I never really got into boarding school stories when I was a girl. There were books and comic strips galore but it didn’t really appeal. I know this means I missed out on a whole bunch of well-loved books – Chalet School, Malory Towers, (Harry Potter had not happened yet) – but although I read lots of wish-fulfilment stories about ponies and skating and ballet and theatre, boarding school was NOT something I pined for. Apart from the midnight feasts.
Living away from home and family? And at school 24/7? Not for me.
I was the kid who came home for lunch all through infant and junior school. My house was only 4 minutes’ quick walk away, and the idea of staying to school dinners horrified me. In fact, I did have to stay on one occasion when my mother was doing something mysterious in London for the day, and my worst fears were confirmed. Furry cucumber, boiled potatoes with black bits in, bright pink tinned meat. Boys chomping everything and delighting to chew with their mouths open. Scary dinner ladies looming over me. Never again!

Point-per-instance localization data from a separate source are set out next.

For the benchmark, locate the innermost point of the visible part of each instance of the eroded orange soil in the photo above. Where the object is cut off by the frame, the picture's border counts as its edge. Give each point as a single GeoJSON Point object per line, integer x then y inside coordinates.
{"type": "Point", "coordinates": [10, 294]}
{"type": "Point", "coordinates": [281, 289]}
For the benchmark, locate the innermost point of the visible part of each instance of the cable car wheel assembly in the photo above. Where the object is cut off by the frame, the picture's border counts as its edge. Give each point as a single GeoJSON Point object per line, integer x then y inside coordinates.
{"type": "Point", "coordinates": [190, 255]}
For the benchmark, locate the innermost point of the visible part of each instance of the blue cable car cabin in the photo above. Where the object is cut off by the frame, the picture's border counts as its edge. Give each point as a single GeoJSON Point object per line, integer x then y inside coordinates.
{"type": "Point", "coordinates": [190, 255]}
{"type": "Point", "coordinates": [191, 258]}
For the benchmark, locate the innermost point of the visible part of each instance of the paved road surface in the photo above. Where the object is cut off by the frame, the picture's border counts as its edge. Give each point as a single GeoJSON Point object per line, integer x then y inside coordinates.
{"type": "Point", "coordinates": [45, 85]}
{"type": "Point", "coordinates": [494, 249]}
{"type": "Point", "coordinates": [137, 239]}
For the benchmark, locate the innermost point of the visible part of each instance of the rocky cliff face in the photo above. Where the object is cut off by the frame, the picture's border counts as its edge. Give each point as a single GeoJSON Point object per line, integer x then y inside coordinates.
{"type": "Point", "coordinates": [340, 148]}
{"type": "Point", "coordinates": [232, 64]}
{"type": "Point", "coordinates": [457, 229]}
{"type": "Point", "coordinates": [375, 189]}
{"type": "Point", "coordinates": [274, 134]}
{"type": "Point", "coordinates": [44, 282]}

My actual experience of boarding school is limited to two things. One was aged 12, a trip with my Sunday School where we lodged in a girls’ boarding school in Somerset for a fortnight during the holidays. We had midnight feasts – great fun – but the other food was a trial (plastic white bread, yukky margarine, no butter), so were big shared dormitories, semi-public bathrooms, and so many people to cope with all the time!
The second experience was in my mid-teens, when a friend had a Saturday morning job in the kitchen of a boys’ boarding school. I was going to stay with her for the weekend and met up with her (unofficially) at the school, where the lunch prep was going on in steamy, sweaty chaos. Somehow I got involved in working the massive automatic potato-peeling machine. All I can say is, it never happened to the Four Marys.
Yet one of my favourite classic stories, A Little Princess by Frances Hodgson Burnett, is set in a boarding school, of sorts. No uniforms, rival houses, or hockey matches: it is more like the kind of establishment Jane Austen would have known a century before, where a small number of girls lived almost as family, doing lessons and learning accomplishments in the schoolmistress’s home. After a reversal of fortune, our heroine, Sara Crewe, goes from cosseted favourite pupil to unpaid and hungry teaching assistant and skivvy. I read it again recently and the story was still entrancing.
So what have I been missing all these years?
Can you suggest any other school stories I might like?
I’m a fussy eater, like my own space, and never got picked for teams. Which fictional boarding school might I ever fit in at?